Die künstlerischen Tätigkeiten in Nordkurdistan (insbesondere in Amed) wurden einer ständigen Kontrolle unterzogen. Diese Kontrolle war ein Hindernis für die Expansion und Diversifizierung: Der Staat versuchte, etwas in eigener Regie zu schaffen, und alles andere wurde direkt verhindert. Die von der Zivilbevölkerung eröffneten Zentren wurden geschlossen. Im Jahr 1990 wurde das Stadttheater innerhalb der Stadtverwaltung von Amed gegründet. Im Jahr 1995 löste der Bürgermeister der Wohlfahrtspartei dieses Theater auf. Die Künstler, die im Theater arbeiteten, wurden in andere Gemeinden geschickt, einige wurden entlassen, einige wurden als Reinigungspersonal eingesetzt, andere als Polizeibeamte. Diejenigen, die in andere Gemeinden gingen, versuchten private Theater zu gründen und schufen unter schwierigen Bedingungen Theater, oft in Kellern.
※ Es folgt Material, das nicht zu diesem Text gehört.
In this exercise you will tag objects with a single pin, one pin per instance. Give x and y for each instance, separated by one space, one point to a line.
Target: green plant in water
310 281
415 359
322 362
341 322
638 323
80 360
Logo des Kulturzentrums Mesopotamien (Navenda Çanda Mezopotamya, NÇM)Das Kulturzentrum Mesopotamien (Navenda Çanda Mezopotamya, NÇM), eine für diese Zeit sehr wichtige Einrichtung, wurde 1991 in Istanbul gegründet und 1993 in Amed eröffnet. Später wurde es auch in Izmir, Dîlok (Antep) und Riha (Urfa) aufgebaut. Die Zweigstelle in Amed konzentrierte sich auf Musik und Folklore. Koma Azad, eine der Bands aus dieser Zeit, war sehr populär geworden. Im Jahr 1995 wurde dieses Zentrum durch eine Polizeirazzia geschlossen. Doch in den Jahren 1997 und 2000 wurde es immer wieder neu eröffnet, aber stets nach kurzer Zeit wieder geschlossen. Danach wurde es unter den Namen Medkom, Dicle Fırat Culture oder Dicle Fırat Frauenzentrum erneut eröffnet – auch diese Zentren wurden geschlossen. Besonders in dieser Zeit standen alle künstlerischen Betätigungen unter Kontrolle.

In den 90er Jahren mussten die Theatertexte vor der Aufführung an die Polizei geschickt werden. Diese korrigierte die Textteile, die sie für unangemessen hielt und schickte die korrigierte Fassung zurück. Erst dann konnte das Stück aufgeführt werden. Während der Aufführung kam die Polizei mit mindestens zwei Kameras und machte Aufnahmen. Das galt auch für Ausstellungen und Konzerte. Es gab eine Politik des ständigen Drucks und der Einschüchterung.

Von den achtziger bis zu den neunziger Jahren wurde in allen künstlerischen Disziplinen, insbesondere in Musik- und Folkloregruppen, koproduziert oder sogar gemeinschaftlich produziert. Wenn eine Musikgruppe auf der Bühne auftreten oder ein Theaterstück aufgeführt werden sollte, stürmte die Polizei die Bühne und erließ Auflagen wie »Dieses Gruppenmitglied darf nicht auftreten, jenes Gruppenmitglied darf nicht auftreten«.
Der einzige Bereich, in dem der Staat keinen Druck ausüben oder Verbote aussprechen konnte, waren die Dengbêj. Der Staat konnte die Menschen nicht daran hindern, in ihren eigenen Häusern Kilam und Stran zu singen. Natürlich hätte er das auch getan, wenn er es gekonnt hätte. Trotz aller Hindernisse wurde in den 90er Jahren sehr ernsthaft gearbeitet, es war eine sehr wertvolle Zeit. Durch den Druck in dieser Zeit gab es eine Energie, die sehr explosiv war.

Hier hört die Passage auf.